Für mich ist es immer schön, mit meiner Arbeit etwas zu bewirken. Unsere Angebote in den Bereichen Bildung, Kontaktförderung und Freizeitgestaltung werden rege genutzt und ernten viele wertschätzende Rückmeldungen. Dank unseres interprofessionellen Teams sind wir Anlaufstelle für Menschen in Notsituationen und können ihnen in schwierigen Zeiten Unterstützung bieten.
Am meisten motiviert mich, dass in meinem Job oftmals Kreativität gefragt ist: Angebote planen, mit Herausforderungen (weniger finanzielle Mittel, Corona-Pandemie) umgehen, Lösungen suchen. Vor allem bei Letzterem wird Einfallsreichtum verlangt.
Welche aktuellen Themen oder Herausforderungen beschäftigen die Rheumaliga Bern und Oberwallis derzeit am meisten?
Seit der Pandemie beobachten wir vermehrt Leute in (finanzieller) Not. Die Ressourcen sind im Allgemeinen knapper; diesen Druck spüren wir auch bei Stiftungsanfragen. Wir versuchen unsere Mittel so einzusetzen, dass wir möglichst vielen das bieten können, was sie brauchen. Die demografische Entwicklung spielt uns dabei aber nicht in die Karten. Es gibt immer mehr ältere Menschen, und praktisch jede und jeder ist im Alter von Rheuma betroffen.
In zehn Jahren feiert die Rheumaliga Bern und Oberwallis ihr 100-jähriges Bestehen – was wünschst du dir, dass man dann über die Organisation sagen kann?

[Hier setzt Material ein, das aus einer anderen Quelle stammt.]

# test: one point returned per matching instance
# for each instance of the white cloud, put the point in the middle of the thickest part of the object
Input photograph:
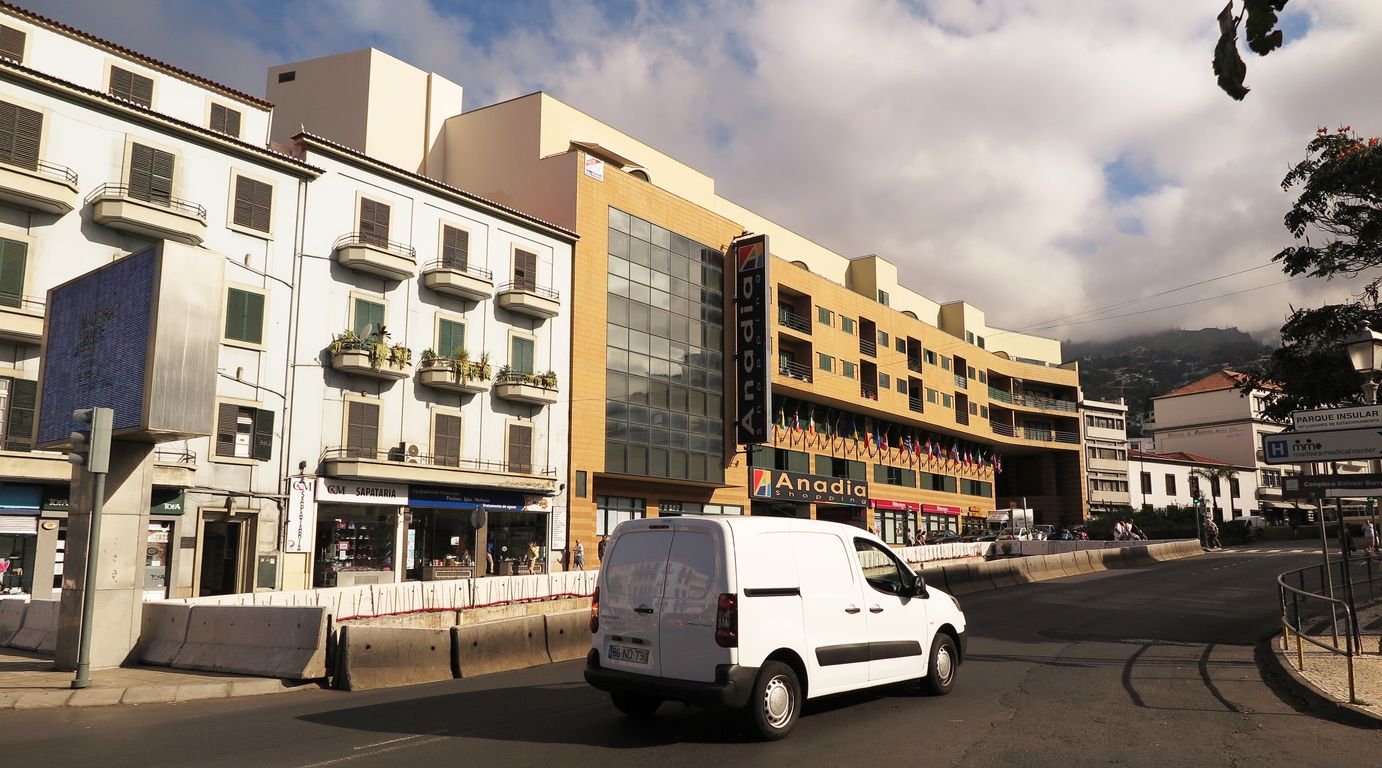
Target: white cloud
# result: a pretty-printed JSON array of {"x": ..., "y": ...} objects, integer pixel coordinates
[{"x": 966, "y": 141}]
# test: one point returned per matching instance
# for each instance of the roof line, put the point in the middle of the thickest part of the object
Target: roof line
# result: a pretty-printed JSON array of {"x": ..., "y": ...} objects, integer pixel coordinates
[
  {"x": 321, "y": 142},
  {"x": 107, "y": 101},
  {"x": 100, "y": 42}
]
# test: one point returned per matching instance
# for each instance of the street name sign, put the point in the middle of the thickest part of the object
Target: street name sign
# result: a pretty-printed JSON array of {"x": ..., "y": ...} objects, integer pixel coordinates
[
  {"x": 1338, "y": 419},
  {"x": 1334, "y": 445}
]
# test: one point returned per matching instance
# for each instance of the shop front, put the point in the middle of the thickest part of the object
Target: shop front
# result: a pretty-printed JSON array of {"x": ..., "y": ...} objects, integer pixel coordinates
[{"x": 357, "y": 532}]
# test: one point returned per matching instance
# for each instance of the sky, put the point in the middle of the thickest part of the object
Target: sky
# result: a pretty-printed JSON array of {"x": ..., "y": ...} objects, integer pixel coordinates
[{"x": 1067, "y": 166}]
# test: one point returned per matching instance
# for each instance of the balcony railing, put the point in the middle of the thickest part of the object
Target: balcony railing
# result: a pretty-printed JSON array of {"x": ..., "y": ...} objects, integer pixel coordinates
[
  {"x": 795, "y": 370},
  {"x": 793, "y": 321},
  {"x": 444, "y": 462}
]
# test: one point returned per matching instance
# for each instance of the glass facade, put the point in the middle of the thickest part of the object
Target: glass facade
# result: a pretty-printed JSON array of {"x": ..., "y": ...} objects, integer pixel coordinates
[{"x": 665, "y": 354}]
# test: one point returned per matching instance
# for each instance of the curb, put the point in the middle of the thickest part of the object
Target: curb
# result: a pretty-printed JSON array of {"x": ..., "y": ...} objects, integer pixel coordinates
[
  {"x": 38, "y": 699},
  {"x": 1272, "y": 660}
]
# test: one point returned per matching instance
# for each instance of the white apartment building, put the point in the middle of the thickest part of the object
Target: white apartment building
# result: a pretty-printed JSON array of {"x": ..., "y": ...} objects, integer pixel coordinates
[
  {"x": 1164, "y": 480},
  {"x": 1106, "y": 455}
]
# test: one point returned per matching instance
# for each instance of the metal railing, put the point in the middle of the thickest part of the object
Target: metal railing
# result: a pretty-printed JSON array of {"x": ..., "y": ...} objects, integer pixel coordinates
[
  {"x": 178, "y": 205},
  {"x": 376, "y": 242},
  {"x": 459, "y": 267},
  {"x": 401, "y": 456},
  {"x": 1309, "y": 615},
  {"x": 793, "y": 321},
  {"x": 528, "y": 286},
  {"x": 795, "y": 370}
]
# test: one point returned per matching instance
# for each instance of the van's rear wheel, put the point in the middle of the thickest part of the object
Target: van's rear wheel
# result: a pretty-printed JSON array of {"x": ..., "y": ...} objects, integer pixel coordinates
[
  {"x": 635, "y": 705},
  {"x": 775, "y": 702},
  {"x": 940, "y": 674}
]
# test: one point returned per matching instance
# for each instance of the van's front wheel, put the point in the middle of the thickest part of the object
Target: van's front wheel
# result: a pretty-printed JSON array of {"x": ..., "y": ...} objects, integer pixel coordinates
[{"x": 775, "y": 702}]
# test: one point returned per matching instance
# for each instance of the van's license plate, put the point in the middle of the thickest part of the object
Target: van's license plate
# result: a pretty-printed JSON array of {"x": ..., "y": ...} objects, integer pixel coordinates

Dass sich die Rheumaliga im herausfordernden Umfeld erfolgreich behauptet und sich entlang der Bedürfnisse der Betroffenen weiterentwickelt hat.
Ich hoffe, dass sie möglichst vielen Betroffenen die nötige professionelle Unterstützung bietet und vor allem wünsche ich mir, dass wir unser menschliches Antlitz erhalten können. Ich sehe uns als Auffangnetz für Menschen, die durch sämtliche Maschen gefallen sind – und für sie sind wir da!